Nesta obra, dedicada à Batalha Naval do Cabo de S. Vicente, podemos observar, ao centro e em primeiro plano, a fragata “Rainha de Portugal”, comandada pelo próprio Napier, depois da abordagem à nau “Rainha de Portugal” (com o pendão branco de D. Miguel) – um navio muito maior e com duas baterias.
No contexto da guerra civil portuguesa, a 5 de julho de 1833, travou-se uma batalha naval no Cabo de São Vicente, entre as forças liberais e miguelistas. Confronto esse, que acabou por ser decisivo no desenrolar deste conflito e foi o último travado exclusivamente entre navios de vela da Marinha Portuguesa.
A esquadra liberal, sob o comando do Vice-Almirante Charles Napier, tinha apenas seis navios: três fragatas, uma corveta, um brigue e uma escuna. De modo a apoiar as operações terrestres das forças liberais e determinado a garantir o controlo da faixa atlântica, Napier decidiu enfrentar a esquadra miguelista, que tinha uma superioridade numérica, porque era constituída por duas naus, duas fragatas, três corvetas, dois brigues e um xaveco, num total de 10 navios.
Os miguelistas estavam preparados para um duelo de artilharia, mas foram surpreendidos por Napier quando lançou-se à abordagem do inimigo, tentando o aprisionamento dos seus navios.
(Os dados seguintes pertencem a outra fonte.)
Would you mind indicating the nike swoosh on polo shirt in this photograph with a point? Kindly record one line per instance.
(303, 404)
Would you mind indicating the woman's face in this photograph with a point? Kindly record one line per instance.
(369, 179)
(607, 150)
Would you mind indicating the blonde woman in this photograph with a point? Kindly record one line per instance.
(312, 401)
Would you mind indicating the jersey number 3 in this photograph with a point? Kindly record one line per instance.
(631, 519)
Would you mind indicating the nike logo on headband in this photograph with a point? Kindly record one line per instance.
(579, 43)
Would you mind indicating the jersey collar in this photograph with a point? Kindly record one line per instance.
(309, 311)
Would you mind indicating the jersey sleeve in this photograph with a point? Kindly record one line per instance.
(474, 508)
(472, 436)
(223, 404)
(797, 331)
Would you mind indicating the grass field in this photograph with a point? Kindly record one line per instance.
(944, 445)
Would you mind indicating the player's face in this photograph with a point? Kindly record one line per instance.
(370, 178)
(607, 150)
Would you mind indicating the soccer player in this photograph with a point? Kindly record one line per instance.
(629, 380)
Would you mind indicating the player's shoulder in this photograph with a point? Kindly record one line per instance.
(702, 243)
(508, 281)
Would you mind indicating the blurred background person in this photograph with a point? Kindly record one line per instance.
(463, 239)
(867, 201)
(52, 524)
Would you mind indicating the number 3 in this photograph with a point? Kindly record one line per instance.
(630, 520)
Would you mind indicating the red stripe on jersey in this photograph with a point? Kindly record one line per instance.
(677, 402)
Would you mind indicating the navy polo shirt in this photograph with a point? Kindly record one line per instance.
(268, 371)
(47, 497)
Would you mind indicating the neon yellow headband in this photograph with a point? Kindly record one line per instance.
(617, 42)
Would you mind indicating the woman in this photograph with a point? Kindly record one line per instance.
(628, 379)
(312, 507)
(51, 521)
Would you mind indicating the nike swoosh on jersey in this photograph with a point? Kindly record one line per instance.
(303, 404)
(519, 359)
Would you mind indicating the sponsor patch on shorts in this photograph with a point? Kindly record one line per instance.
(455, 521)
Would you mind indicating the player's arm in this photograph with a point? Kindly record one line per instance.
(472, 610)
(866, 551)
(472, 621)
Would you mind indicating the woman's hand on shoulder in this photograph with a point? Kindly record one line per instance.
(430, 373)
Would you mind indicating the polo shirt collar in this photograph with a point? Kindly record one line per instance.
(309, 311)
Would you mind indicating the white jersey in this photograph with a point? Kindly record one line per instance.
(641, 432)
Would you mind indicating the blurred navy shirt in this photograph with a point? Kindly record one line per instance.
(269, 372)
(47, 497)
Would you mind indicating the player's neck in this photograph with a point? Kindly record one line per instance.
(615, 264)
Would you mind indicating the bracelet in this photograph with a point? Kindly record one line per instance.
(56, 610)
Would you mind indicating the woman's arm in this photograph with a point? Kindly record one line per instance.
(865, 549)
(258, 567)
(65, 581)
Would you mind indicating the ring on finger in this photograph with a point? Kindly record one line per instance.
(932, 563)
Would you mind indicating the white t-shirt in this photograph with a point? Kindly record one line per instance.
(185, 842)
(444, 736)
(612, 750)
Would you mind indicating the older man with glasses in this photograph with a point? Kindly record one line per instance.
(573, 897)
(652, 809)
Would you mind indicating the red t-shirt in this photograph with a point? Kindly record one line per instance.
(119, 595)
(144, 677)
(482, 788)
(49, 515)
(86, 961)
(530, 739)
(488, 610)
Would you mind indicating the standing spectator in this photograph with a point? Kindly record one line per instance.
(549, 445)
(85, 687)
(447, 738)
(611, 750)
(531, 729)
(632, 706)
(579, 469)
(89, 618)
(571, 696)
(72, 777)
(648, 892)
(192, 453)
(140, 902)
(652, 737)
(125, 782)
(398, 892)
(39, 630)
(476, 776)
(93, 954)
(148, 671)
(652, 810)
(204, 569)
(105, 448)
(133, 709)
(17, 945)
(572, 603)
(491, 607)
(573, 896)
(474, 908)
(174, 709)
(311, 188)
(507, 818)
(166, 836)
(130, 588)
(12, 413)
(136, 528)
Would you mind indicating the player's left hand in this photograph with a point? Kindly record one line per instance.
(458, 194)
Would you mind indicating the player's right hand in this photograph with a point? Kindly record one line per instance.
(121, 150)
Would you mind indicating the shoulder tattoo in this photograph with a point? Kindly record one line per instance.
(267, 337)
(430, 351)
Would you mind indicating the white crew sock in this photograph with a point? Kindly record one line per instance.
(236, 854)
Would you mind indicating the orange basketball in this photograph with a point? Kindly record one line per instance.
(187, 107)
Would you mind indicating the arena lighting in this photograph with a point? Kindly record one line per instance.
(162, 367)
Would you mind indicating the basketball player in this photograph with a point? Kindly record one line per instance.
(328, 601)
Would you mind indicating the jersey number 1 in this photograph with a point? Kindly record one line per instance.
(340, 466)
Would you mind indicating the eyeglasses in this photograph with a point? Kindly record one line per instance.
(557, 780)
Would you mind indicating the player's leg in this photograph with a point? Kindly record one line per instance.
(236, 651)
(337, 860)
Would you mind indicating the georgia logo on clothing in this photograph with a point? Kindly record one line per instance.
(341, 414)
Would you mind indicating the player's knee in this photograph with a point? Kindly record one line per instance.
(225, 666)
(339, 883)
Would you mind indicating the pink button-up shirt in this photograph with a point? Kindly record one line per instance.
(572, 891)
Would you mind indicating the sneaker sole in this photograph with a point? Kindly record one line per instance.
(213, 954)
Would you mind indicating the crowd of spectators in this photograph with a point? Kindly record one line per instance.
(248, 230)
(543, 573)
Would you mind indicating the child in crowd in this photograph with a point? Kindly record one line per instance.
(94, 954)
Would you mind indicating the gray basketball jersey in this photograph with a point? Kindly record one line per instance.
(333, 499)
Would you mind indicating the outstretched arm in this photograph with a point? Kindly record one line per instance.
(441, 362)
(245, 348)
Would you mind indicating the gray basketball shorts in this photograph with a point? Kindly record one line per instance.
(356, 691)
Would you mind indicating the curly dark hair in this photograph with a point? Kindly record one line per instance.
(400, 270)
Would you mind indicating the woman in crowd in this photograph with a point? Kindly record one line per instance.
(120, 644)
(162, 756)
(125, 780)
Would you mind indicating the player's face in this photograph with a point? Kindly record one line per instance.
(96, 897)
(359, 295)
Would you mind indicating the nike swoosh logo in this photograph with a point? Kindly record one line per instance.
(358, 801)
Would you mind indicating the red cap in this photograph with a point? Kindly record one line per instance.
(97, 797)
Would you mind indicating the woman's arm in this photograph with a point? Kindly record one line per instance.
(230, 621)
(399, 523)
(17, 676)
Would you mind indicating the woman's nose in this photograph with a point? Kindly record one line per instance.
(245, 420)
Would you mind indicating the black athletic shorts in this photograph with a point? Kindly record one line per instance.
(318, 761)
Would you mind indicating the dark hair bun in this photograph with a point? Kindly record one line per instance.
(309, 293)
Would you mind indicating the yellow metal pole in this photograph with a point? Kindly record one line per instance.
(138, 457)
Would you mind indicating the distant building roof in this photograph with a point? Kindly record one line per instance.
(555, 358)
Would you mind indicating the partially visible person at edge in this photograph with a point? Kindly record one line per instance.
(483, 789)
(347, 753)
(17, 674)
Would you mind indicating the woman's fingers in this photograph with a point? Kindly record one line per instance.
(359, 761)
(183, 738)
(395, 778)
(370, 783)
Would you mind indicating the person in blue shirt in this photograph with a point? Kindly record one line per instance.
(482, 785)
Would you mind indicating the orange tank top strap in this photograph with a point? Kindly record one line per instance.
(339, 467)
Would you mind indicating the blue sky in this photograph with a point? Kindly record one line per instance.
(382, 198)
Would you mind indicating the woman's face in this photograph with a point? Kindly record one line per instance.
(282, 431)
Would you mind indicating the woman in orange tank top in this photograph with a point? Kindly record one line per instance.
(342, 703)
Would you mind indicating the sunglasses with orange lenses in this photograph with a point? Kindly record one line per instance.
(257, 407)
Após alguma luta, os navios miguelistas começaram-se a render, seguindo o exemplo do Comandante-chefe Torres de Aboim, cuja nau se rendeu sem dar um único tiro. Esta vitória deu às forças liberais o total controlo do mar, conseguindo vencer a guerra em menos de um ano.
Arcanjo de São Rafael
Esta estatueta, esculpida em madeira, fez parte de uma das viagens mais importantes da história marítima portuguesa e mundial, a descoberta do caminho marítimo para a Índia em 1498. Provavelmente foi o testemunho material mais importante da armada que realizou esta travessia, comandada por Vasco da Gama.
No dia 8 de julho de 1497, sob as ordens do rei D. Manuel I, Vasco da Gama parte do Tejo com destino à Índia A sua armada era composta por duas naus, a S. Gabriel, da qual era o comandante, e a S. Rafael, comandada pelo seu irmão Paulo da Gama, constituída por uma caravela denominada Bérrio e uma naveta de transporte de mantimentos.
Na nau S. Rafael, comandada por Paulo da Gama, seguiu a estatueta do Arcanjo de São Rafael. Nesta viagem iria resultar a descoberta do caminho marítimo para a Índia.
Em 20 de maio de 1498, a frota portuguesa chegou à Índia, após dez meses de viagem e depois de inúmeras dificuldades com obstáculos ultrapassados. Estava assim concluída, com grande sucesso, a primeira ligação marítima à Índia e definida a rota que anualmente cerca de três naus iriam utilizar como base para fazer esta longa travessia, a Carreira da Índia.
Durante a viagem de regresso, a nau do seu irmão Paulo da Gama acabaria por ser destruída nos baixios de São Rafael e a única peça que Vasco da Gama conseguiu recuperar, foi este Arcanjo. A partir desse dia, esta estatueta acompanhou sempre o Navegador Português nas suas viagens, em honra ao seu irmão falecido no mar, sendo essa principal razão do enorme valor histórico, porque “assistiu” à chegada dos portugueses à India e resistiu ao naufrágio do seu navio durante a viagem de retorno ao reino lusitano.
A imagem deste Santo voltou à Índia com Vasco da Gama e aí permaneceu após a sua morte até 1524. Em 1600, regressou às suas origens, trazida por D. Francisco da Gama, seu bisneto. No ano de 1880, esta estatueta foi para os Jerónimos acompanhando a transladação dos ossos de Vasco da Gama para o Mosteiro. Em 1950, acabaria por ser doada ao Museu de Marinha, onde permanece atualmente, pois é considerada por muitos, como a mais importante peça do espólio na exposição permanente desta Instituição, porque pertence aos testemunhos mais antigos expostos.